From 1e9673213e231cee6a68b949b0a951574359caa9 Mon Sep 17 00:00:00 2001
From: Morris Jette <jette@schedmd.com>
Date: Mon, 22 Aug 2016 19:14:55 -0600
Subject: [PATCH] Complete delay-boot support

Remove DelayBoot configuration parameter from knl.conf and move to
  SchedulerParameters.
Set job default delay_boot value from configuration parameter
Enforce delay-boot scheduling logic.
---
 doc/man/man1/salloc.1          | 12 +++++----
 doc/man/man1/sbatch.1          | 12 +++++----
 doc/man/man1/srun.1            | 12 +++++----
 doc/man/man5/knl.conf.5        |  8 ------
 doc/man/man5/slurm.conf.5      |  9 +++++++
 src/slurmctld/job_mgr.c        | 46 +++++++++++++++++++++-------------
 src/slurmctld/node_scheduler.c | 23 ++++++++++++++---
 src/slurmctld/slurmctld.h      | 10 ++++----
 8 files changed, 83 insertions(+), 49 deletions(-)

diff --git a/doc/man/man1/salloc.1 b/doc/man/man1/salloc.1
index 84cbddd7cab..559e95a6041 100644
--- a/doc/man/man1/salloc.1
+++ b/doc/man/man1/salloc.1
@@ -387,12 +387,14 @@ YYYY\-MM\-DD[THH:MM[:SS]]]
 
 .TP
 \fB\-\-delay\-boot\fR=<\fIminutes\fR>
-If nodes with the features requested by the job are expected to be available
-within this time period, then wait for those nodes rather than booting currently
-available nodes into the desired state.
+Do not reboot nodes in order to satified this job's feature specification if
+the job has been eligible to run for less than this time period.
+If the job has waited for less than the specified period, it will use only
+nodes which already have the specified features.
 The argument is in units of minutes.
-A default value may be specified using the \fBDelayBoot\fR configuration
-parameter in the knl.conf file, otherwise the default value is zero (no delay).

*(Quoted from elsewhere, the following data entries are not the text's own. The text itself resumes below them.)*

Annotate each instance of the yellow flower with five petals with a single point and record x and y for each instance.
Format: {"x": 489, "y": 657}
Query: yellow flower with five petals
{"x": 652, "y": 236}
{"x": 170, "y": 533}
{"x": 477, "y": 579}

+A default value may be set by a system administrator using the \fBdelay_boot\fR
+option of the \fBSchedulerParameters\fR configuration parameter in the
+slurm.conf file, otherwise the default value is zero (no delay).
 
 .TP
 \fB\-d\fR, \fB\-\-dependency\fR=<\fIdependency_list\fR>
diff --git a/doc/man/man1/sbatch.1 b/doc/man/man1/sbatch.1
index f7ed187471f..25cd961eaf0 100644
--- a/doc/man/man1/sbatch.1
+++ b/doc/man/man1/sbatch.1
@@ -401,12 +401,14 @@ YYYY\-MM\-DD[THH:MM[:SS]]]
 
 .TP
 \fB\-\-delay\-boot\fR=<\fIminutes\fR>
-If nodes with the features requested by the job are expected to be available
-within this time period, then wait for those nodes rather than booting currently
-available nodes into the desired state.
+Do not reboot nodes in order to satified this job's feature specification if
+the job has been eligible to run for less than this time period.
+If the job has waited for less than the specified period, it will use only
+nodes which already have the specified features.
 The argument is in units of minutes.
-A default value may be specified using the \fBDelayBoot\fR configuration
-parameter in the knl.conf file, otherwise the default value is zero (no delay).
+A default value may be set by a system administrator using the \fBdelay_boot\fR
+option of the \fBSchedulerParameters\fR configuration parameter in the
+slurm.conf file, otherwise the default value is zero (no delay).
 
 .TP
 \fB\-d\fR, \fB\-\-dependency\fR=<\fIdependency_list\fR>
diff --git a/doc/man/man1/srun.1 b/doc/man/man1/srun.1
index 579e3193370..c9bd6c3c739 100644
--- a/doc/man/man1/srun.1
+++ b/doc/man/man1/srun.1
@@ -596,12 +596,14 @@ This option applies only to job allocations.
 
 .TP
 \fB\-\-delay\-boot\fR=<\fIminutes\fR>
-If nodes with the features requested by the job are expected to be available
-within this time period, then wait for those nodes rather than booting currently
-available nodes into the desired state.
+Do not reboot nodes in order to satified this job's feature specification if
+the job has been eligible to run for less than this time period.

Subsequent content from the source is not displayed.